Sonntag, 12. August 2018 - 17:30 - 18:25 Uhr arte

Franz Marc - Der letzte Ritt des Blauen Reiters

2015, Online verfügbar von 12/08 bis 11/09
Franz Marc ist ein Mythos. Er malte blaue Pferde, rote Rehe und gelbe Kühe - und schuf damit Anfang des 20. Jahrhunderts eines der populärsten Werke der modernen Kunst. Sein Tod im Alter von 36 Jahren ist allerdings bis heute rätselhaft geblieben: Was ist am 4. März 1916 in Braquis genau geschehen? Hat Marc bei seinem Aufklärungsritt absichtlich den Tod gesucht? Der Film rekonstruiert die künstlerische Entwicklung und die letzten Lebensmonate von Franz Marc, der am Ende seines Lebens eine rätselhafte Wandlung durchlebt hat. Die Dokumentation lässt die fieberhafte Aufbruchszeit der modernen Avantgarde noch einmal miterleben. Er erzählt von der enormen Sehnsucht einer kaisermüden Generation, die gemeinsam gegen die Leere eines autoritätsgläubigen Deutschlands rebelliert und neue künstlerische Darstellungsformen ausprobiert. Gleichzeitig lässt der Film nachvollziehen, warum Franz Marc unter den Künstlern des Expressionismus bis heute als singuläre Figur dasteht. Seine Hinwendung zur Natur wird geradezu zu einer immer stärkeren naturmystischen Suche - mit all den Hoffnungen und Zweifeln, wie sie ein junger Mann am Vorabend des Ersten Weltkrieges erlebt. Und er zeigt, warum die Mythenbildung um Franz Marc mit den tödlichen Ereignissen in Braquis in direktem Zusammenhang steht. Franz Marc starb am 4. März 1916 in Braquis bei Verdun. Es war sein letzter Einsatztag an der Front. Am folgenden Tag sollte der 36-Jährige als "einer der bedeutendsten Maler Deutschlands" vom Militär freigestellt werden, um seine künstlerische Arbeit wieder aufzunehmen.

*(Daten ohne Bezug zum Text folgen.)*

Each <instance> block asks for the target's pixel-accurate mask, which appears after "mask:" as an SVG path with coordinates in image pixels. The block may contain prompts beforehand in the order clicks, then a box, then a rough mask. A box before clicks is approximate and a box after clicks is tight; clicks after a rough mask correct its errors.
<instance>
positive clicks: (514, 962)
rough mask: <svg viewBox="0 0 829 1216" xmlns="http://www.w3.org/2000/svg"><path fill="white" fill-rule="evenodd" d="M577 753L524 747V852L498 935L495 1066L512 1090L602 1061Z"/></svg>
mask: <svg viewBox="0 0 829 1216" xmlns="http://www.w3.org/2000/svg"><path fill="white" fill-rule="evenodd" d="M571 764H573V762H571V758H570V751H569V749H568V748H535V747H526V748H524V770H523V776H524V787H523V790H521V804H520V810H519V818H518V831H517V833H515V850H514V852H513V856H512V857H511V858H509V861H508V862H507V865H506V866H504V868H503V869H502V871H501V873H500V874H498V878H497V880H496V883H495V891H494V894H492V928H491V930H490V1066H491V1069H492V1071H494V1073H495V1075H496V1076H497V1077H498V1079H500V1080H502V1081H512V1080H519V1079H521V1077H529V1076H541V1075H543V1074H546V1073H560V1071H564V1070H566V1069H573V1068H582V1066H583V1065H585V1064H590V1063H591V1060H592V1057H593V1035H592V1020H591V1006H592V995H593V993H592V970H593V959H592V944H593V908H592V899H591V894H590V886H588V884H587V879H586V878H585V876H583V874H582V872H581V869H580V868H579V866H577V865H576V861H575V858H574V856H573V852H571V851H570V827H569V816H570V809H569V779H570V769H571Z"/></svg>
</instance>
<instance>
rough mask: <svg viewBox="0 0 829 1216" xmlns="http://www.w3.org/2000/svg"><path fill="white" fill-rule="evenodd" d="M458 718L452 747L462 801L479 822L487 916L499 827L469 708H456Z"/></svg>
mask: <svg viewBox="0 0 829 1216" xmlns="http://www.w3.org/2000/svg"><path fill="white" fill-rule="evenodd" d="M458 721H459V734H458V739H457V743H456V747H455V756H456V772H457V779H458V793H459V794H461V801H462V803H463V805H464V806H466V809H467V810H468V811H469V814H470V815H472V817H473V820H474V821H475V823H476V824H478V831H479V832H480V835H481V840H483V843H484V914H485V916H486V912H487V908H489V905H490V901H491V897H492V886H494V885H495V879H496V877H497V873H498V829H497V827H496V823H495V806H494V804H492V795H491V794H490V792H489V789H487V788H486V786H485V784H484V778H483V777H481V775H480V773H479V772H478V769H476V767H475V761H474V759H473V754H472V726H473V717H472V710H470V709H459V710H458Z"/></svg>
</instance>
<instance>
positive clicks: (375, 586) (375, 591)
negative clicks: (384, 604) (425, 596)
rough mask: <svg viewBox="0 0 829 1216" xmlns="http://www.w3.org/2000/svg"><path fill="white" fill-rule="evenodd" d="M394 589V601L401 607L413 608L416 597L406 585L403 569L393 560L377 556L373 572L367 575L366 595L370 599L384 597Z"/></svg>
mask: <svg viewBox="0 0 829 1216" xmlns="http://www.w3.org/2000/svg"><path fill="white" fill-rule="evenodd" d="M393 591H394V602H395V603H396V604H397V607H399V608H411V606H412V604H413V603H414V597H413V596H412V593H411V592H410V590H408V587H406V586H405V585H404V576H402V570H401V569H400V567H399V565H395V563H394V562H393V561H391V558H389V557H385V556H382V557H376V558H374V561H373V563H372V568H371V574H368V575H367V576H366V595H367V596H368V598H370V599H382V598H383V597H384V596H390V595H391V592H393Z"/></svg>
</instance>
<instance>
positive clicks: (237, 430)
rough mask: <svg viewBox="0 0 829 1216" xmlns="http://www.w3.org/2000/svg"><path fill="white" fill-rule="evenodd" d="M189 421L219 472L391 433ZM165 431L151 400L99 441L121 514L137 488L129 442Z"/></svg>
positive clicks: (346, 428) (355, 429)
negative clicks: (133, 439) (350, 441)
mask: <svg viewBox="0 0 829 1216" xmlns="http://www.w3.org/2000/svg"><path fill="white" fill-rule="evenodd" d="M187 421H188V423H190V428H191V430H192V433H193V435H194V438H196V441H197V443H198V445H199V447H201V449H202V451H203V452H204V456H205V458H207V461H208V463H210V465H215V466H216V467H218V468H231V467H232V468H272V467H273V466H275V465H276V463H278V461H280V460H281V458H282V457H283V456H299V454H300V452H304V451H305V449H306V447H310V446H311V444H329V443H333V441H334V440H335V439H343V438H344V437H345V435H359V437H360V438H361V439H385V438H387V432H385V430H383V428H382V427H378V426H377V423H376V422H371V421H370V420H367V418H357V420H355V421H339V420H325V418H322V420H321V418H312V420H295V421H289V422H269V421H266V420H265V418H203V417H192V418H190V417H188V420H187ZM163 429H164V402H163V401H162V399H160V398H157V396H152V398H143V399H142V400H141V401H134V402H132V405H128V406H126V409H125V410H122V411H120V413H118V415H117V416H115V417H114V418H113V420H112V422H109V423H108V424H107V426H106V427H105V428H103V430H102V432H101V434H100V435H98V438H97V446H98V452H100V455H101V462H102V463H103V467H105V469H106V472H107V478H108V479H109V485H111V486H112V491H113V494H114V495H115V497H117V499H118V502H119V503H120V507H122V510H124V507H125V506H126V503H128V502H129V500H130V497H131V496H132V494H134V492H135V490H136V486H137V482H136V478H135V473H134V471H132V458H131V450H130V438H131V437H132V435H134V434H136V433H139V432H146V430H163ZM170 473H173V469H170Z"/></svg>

Donnerstag, 23. August 2018 - 22:25 - 23:50 Uhr arte

Im Kunstrausch

2013, Online von 23. August bis 30. August
In den letzten Jahren haben einflussreiche neue Sammler den zeitgenössischen Kunstmarkt, den bis dahin ein kleiner Kreis von Kunstprofis beherrschte, aufgemischt. Die gezielten Spekulationen dieser milliardenschweren Käufer brachten neue Kunstrichtungen und neue Künstler mit internationalem Anspruch hervor und trieben die Preise in unvorstellbare Höhen: Was sind die eigentlichen Ziele? Wer sind die Akteure? Welchen Stellenwert hat dabei künstlerische Kreativität? Heute können sich zeitgenössische Kunstmessen wie die Pariser FIAC vor Besuchern kaum noch retten: „Arty“ zu sein ist mittlerweile in, so wie man früher cool und rebellisch sein musste, um dazuzugehören. Das Publikum des Kunstmarkts hat sich ebenso verändert wie seine Akteure. Der Dokumentarfilm zeigt die ans Irrationale grenzende Begeisterung für eine Kunstsparte, die bisher einem kleinen Kreis von Ästheten und aufgeklärten Kunstliebhabern vorbehalten war. Von New York und Miami über Hong Kong, Singapur, Shanghai und Doha bis nach Basel und Venedig recherchierten die Regisseurin des Films, Marianne Lamour, und die Autorinnen, Danièle Granet und Catherine Lamour, im Kunstmilieu und unter seinen global agierenden Akteuren. Dabei werden auch die Maßlosigkeit und die Verirrungen sichtbar, die den internationalen Kunstmarkt mittlerweile prägen.